Why does the Grammar School music curriculum focus on singing? Aside from the practical argument that singing trains the ear and the voice and unites a community, there is a biblical basis for why Christians are called to sing and make a joyful noise to the Lord. We are called to imitate Christ, and he is revealed to us as a singing Savior: “The Lord your God is in your midst...he will exult over you with loud singing.” (Zephaniah 3:17). Jesus, his disciples, and his apostles were well-versed in the Psalms which were always sung. Jesus quoted nine Psalms during his ministry, and there are quotes from sixty-one Psalms throughout the New Testament. Moses erupted in song after the Israelites crossed the Red Sea in Exodus 15, and Mary sang after the visitation of Gabriel in Luke 1. Paul exhorts us to “address one another in psalms, hymns and spiritual songs, singing and making music to the Lord” in Ephesians 5:19. When Christ is enthroned in Revelation 4-5, the saints and angels are singing continually.

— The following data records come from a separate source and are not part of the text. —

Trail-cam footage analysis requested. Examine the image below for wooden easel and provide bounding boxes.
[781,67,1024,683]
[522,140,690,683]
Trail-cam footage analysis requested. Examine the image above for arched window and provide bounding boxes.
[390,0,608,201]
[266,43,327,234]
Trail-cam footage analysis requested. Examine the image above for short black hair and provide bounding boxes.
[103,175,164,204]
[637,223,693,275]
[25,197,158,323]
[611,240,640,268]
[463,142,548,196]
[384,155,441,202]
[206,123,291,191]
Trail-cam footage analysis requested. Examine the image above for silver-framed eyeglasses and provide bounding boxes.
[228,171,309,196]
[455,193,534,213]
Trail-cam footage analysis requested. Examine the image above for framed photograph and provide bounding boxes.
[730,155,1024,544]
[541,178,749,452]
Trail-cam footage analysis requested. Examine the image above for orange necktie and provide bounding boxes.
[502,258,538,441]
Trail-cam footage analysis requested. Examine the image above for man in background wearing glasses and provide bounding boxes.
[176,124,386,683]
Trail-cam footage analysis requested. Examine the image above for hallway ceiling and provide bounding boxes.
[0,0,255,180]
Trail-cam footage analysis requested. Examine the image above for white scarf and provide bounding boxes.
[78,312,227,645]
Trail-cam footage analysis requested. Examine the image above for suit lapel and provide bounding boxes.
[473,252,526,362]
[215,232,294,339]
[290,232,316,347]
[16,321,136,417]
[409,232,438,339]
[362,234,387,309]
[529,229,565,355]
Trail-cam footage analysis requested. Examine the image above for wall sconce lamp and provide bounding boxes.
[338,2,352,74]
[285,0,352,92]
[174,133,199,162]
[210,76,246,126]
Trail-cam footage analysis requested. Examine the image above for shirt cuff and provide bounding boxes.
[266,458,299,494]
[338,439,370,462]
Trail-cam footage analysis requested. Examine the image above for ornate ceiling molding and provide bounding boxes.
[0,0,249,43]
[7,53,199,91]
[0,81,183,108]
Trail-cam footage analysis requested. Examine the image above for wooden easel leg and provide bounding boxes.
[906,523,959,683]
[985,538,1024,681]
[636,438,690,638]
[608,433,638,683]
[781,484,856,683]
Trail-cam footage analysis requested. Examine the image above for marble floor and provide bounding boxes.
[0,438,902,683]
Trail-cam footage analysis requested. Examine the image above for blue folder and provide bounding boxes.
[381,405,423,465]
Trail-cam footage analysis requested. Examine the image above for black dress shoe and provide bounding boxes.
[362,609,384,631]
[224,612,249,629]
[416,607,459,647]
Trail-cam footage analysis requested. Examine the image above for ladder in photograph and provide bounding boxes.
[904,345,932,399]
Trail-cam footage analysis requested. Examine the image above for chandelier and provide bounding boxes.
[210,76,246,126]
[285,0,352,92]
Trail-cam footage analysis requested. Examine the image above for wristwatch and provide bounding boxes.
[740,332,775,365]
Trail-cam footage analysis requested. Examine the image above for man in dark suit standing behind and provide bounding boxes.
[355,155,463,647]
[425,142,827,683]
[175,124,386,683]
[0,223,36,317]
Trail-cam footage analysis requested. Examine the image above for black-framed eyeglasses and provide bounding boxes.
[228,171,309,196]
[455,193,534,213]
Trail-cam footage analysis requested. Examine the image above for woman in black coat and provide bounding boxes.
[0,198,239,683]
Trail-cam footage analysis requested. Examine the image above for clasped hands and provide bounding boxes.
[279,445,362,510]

Our music classroom exercises in melody, harmony, rhythm, ear-training, tunefulness, and notation through folk songs culminate in the glorious act of worshiping God together: “Oh come, let us sing to the LORD, let us make a joyful noise to the Rock of our salvation” (Psalm 95:1). The Grammar School ends the school day by singing our hymn of the month--teachers and students together--while gathered in the Agora for dismissal. To God be the glory!